New Tall Building Designs Continue to Be Impacted by September 11 Attacks

Two decades after the devastating terrorist attacks on the World Trade Center in New York, builders and architects are continuing to place an emphasis on safety in tall building designs.

New technology has increasingly seen advanced security systems integrated into structures via the use of smart technologies, with a greater embrace of international building codes.

That more universal standard has also made it easier for architects and structural engineers to share safety design information specific to high-rises.

Skyscrapers are also today required to have in place enhanced radio coverage systems to allow for greater emergency crew communication.

The United States has additionally approved nearly two dozen building and fire code modifications following investigations into what happened inside the World Trade Center on the day of the attack.

Designers have since placed a new emphasis on stairwell space. The stairwells in the 110-story twin towers were on the narrow side, contributing to a slow evacuation after the attacks.

According to the architectural magazine dezeen, “Scissor stairs are now discouraged and more logical pathways to multiple egress points are required. Wider stairways and backup lighting have also become mandatory.”

Lessons from the tragic day have also changed how elevators should be used in such structures.

The number of available elevators in the World Trade Center buildings varied depending upon the floor. “The system was not designed to be used in an emergency,” according to social research scientist Erica Kuligowski in the website The Conversation.

Today, many such new buildings are required to be “fitted with dedicated emergency elevators or an additional staircase.”

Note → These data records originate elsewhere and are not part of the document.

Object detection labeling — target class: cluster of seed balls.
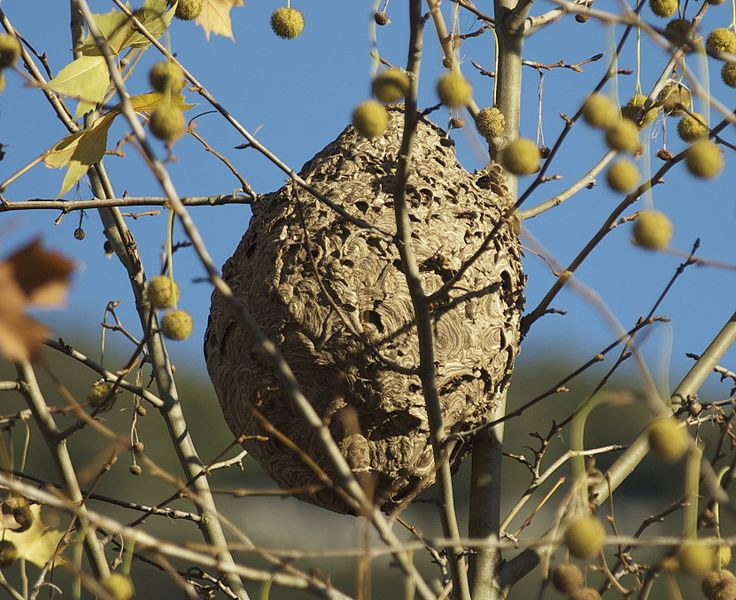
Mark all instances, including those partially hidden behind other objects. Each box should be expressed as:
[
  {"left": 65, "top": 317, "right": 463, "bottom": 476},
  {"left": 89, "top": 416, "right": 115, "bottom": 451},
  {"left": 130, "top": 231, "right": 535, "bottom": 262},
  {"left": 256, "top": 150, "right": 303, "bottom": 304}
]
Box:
[
  {"left": 551, "top": 417, "right": 736, "bottom": 600},
  {"left": 649, "top": 0, "right": 736, "bottom": 87},
  {"left": 551, "top": 512, "right": 736, "bottom": 600},
  {"left": 0, "top": 33, "right": 20, "bottom": 92},
  {"left": 352, "top": 67, "right": 540, "bottom": 175},
  {"left": 583, "top": 83, "right": 723, "bottom": 250}
]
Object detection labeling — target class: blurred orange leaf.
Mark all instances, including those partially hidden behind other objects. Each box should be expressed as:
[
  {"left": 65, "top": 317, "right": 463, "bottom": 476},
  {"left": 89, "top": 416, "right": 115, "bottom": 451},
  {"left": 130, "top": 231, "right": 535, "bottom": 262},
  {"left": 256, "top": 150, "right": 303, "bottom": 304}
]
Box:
[{"left": 0, "top": 240, "right": 74, "bottom": 360}]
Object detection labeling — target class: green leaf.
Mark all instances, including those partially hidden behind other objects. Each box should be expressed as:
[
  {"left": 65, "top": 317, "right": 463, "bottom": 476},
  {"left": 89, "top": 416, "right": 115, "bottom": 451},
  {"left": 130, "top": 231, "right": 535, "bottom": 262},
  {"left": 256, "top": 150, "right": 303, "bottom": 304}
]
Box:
[
  {"left": 125, "top": 0, "right": 176, "bottom": 48},
  {"left": 43, "top": 111, "right": 117, "bottom": 198},
  {"left": 81, "top": 0, "right": 176, "bottom": 56},
  {"left": 48, "top": 56, "right": 110, "bottom": 118}
]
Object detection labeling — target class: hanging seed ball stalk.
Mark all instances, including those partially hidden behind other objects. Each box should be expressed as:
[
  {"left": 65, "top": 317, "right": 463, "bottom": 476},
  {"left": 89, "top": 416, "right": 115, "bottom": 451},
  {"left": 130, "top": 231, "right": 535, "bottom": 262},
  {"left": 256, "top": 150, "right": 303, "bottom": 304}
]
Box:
[{"left": 205, "top": 106, "right": 524, "bottom": 512}]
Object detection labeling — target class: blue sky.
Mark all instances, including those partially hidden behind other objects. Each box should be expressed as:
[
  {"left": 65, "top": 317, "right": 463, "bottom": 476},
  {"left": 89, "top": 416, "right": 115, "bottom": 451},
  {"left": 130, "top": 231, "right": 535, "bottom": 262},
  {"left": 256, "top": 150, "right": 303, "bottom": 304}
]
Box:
[{"left": 0, "top": 0, "right": 736, "bottom": 400}]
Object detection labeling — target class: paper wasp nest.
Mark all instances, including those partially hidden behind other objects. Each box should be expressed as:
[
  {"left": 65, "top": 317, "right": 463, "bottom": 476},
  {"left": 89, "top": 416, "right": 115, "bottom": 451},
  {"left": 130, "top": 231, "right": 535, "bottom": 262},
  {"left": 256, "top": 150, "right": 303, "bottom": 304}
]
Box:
[{"left": 205, "top": 108, "right": 524, "bottom": 512}]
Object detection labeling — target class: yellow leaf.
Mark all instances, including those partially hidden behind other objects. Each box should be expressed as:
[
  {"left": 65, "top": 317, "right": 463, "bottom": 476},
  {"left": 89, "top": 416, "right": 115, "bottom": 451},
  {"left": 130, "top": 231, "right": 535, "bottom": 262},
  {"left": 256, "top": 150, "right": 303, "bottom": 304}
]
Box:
[
  {"left": 43, "top": 111, "right": 117, "bottom": 198},
  {"left": 81, "top": 0, "right": 176, "bottom": 56},
  {"left": 48, "top": 56, "right": 110, "bottom": 118},
  {"left": 197, "top": 0, "right": 244, "bottom": 39},
  {"left": 3, "top": 504, "right": 64, "bottom": 568},
  {"left": 129, "top": 92, "right": 194, "bottom": 113}
]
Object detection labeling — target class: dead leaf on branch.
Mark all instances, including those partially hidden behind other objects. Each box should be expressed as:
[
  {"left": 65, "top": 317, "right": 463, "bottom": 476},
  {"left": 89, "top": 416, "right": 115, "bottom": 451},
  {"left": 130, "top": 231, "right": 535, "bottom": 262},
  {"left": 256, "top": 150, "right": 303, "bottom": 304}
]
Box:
[
  {"left": 0, "top": 240, "right": 74, "bottom": 360},
  {"left": 196, "top": 0, "right": 245, "bottom": 40},
  {"left": 3, "top": 504, "right": 64, "bottom": 568}
]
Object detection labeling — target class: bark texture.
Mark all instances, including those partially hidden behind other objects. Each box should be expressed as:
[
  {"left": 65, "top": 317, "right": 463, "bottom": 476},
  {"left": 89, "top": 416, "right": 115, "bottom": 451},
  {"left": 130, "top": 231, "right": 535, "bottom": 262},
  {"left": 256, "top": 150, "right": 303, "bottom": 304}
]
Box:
[{"left": 205, "top": 107, "right": 524, "bottom": 512}]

That elevators remain important in an emergency building situation, notes Kuligowski, was seen in the fact that at least 3,000 people in the WTC’s South Tower were able to safely evacuate the building via its elevators in the hour after the attack.

Notes the publication Quartz: most high-rise designs today include “using thicker glass on the lower levels, using reinforced concrete for a building’s core, installing back-up power systems, and reserving a dedicated elevator for firefighters.”